Lodging in private room with private bathroom
Luggage transfer between stages
Half board: breakfast and dinner
Travel insurance
Walking notes
Pilgrim passport
24/7 telephone assistance

Astorga to Santiago de Compostela

Astorga is one of the most important cities on the French Way and a popular starting point.

The distance of this route is approximately 254 km. The standard itinerary is 11 stages to be completed in 12 days. However, if you are worried about the stages being too long or if you prefer a more relaxed pace, remember that our itineraries are totally flexible, so we can split them in two or add extra nights for you to rest.

Stage 1: Astorga - Rabanal del Camino (19 km)
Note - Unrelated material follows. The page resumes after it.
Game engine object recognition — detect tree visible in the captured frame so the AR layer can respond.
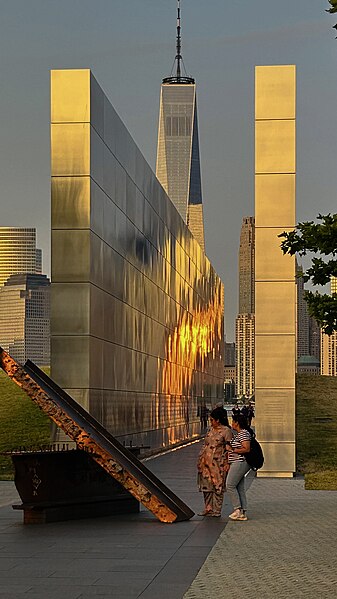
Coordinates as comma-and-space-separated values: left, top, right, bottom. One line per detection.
279, 214, 337, 335
326, 0, 337, 34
The French Route enters the region of La Maragatería and crosses lands of unique architecture and gastronomy. On this route you can take a detour to visit Castrillo de los Polvazares, a village of Maragatería architecture declared a Historic-Artistic Site. After crossing the old municipality of Santa Catalina de Somoza we arrive at Rabanal del Camino. Here you can visit the church of La Asunción and the house of the Cuatro Esquinas, where Philip II is said to have spent the night during his pilgrimage to Santiago in the 16th century.

Stage 2: Rabanal del Camino - Ponferrada (32 km)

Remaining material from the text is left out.